Alright, let’s talk about Babe.
She was born Mildred Didrikson on June 26, 1911 as the sixth of seven children to immigrant parents from Norway. As the legend goes, she received the nickname “Babe” after hitting five home runs in a childhood baseball game at a young age.
And although she was a crazy, crazy talented athlete even from her early years, she was also an incredible seamstress, singer, and harmonica player. Apparently school was never really her thing, but I think she did quite well for herself regardless.
So how talented was Babe? Let me tell you. She was a world-famous track and field star. She achieved All-American status in basketball. And she was accomplished in baseball, softball, diving, roller skating, and bowling as well.
She was so good at basketball, in fact, that she took a job as a secretary for the Employers’ Casualty Insurance Company of Dallas so that she could play basketball as an amateur on the company team. She led that very team to an AAU Basketball Championship in 1931 and then a year later, in 1932, she represented her company in those championship games again where she competed in 8 out of 10 events, won 5, and tied for 1st in a 6th.
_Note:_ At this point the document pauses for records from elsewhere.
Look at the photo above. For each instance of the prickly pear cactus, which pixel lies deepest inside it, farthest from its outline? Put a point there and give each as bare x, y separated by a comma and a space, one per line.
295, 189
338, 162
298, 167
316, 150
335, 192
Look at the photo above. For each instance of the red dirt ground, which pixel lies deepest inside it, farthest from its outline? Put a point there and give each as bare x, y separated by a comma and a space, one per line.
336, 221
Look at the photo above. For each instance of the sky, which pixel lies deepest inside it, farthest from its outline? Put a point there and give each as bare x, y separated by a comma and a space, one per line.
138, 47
She literally won the team championship even though she was the sole member of that team.
That same year during the 1932 Olympics, Babe won two gold medals and one silver medal for track and field. She equaled the world record of 11.8 seconds in the 80-meter hurdles, and then later broke that very record and took the gold.
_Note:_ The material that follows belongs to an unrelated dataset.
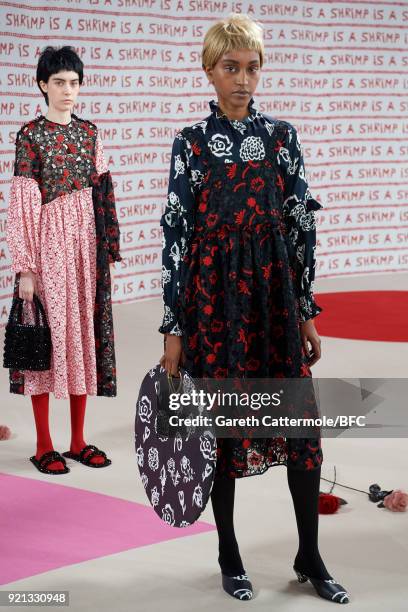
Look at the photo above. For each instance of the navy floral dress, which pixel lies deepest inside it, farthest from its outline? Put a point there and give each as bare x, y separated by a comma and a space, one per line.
239, 239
So after our girl Babe basically rocked the 1932 Olympics and confirmed her status as a legendary athlete, she began playing golf in 1935. This is where the fun really begins.
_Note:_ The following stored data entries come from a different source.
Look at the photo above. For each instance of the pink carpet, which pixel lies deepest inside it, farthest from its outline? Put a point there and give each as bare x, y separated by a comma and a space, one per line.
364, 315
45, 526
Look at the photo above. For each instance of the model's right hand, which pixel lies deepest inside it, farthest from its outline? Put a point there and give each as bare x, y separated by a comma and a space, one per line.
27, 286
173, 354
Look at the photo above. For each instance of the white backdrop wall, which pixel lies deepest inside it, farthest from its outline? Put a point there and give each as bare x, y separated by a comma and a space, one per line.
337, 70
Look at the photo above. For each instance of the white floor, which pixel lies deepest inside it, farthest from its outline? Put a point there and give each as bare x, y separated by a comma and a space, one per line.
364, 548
Babe was initially denied amateur status once, so she did something that only Babe could do. She rebelled. By playing in the Los Angeles Open, a men’s PGA tournament. She was literally the first to do this, and no other women competed in this tournament against men until nearly 6 decades later.
This was fortuitous for Babe in another way. It was at this tournament where she met her husband, George Zaharias and they married 11 months later.
Golf is the sport, believe it or not, that Babe became most famous for. She was America’s first female golf celebrity and her multitude of wins is just insane. Seriously, you don’t even want me to start that. But let’s just say that if there was a tournament, and she was allowed to play despite her gender, the girl won it. She was just. That. Talented.
In 1953, Babe was diagnosed with colon cancer. She underwent surgery and staged a phenomenal comeback in 1954.
But that wasn’t enough. This was Babe’s final challenge.
She succumbed to colon cancer at age 45 on September 27, 1956.
And yet, her legacy remains.
She was named the 10th greatest North American Athlete of the 20th century by ESPN (the highest ranking for women on that list) and the 9th greatest Athlete of the 20th century by the Associated Press. In 1999, the AP also the Woman Athlete of the 20th century.
Despite her outrageous accomplishments, she was the subject of rude criticism for what was seen as “manliness” in an age of strict feminine guidelines.
For example, one sportswriter, Joe Williams, proclaimed that “it would be much better if she and her ilk stayed at home, got themselves prettied up and waited for the phone to ring.”
And despite bullshit commentary like this, Babe kept going. She kept training. She kept winning.
And this is what I love, because by the time she was finished competing, no one could deny her talent. They respected her for her accomplishments, not her gender.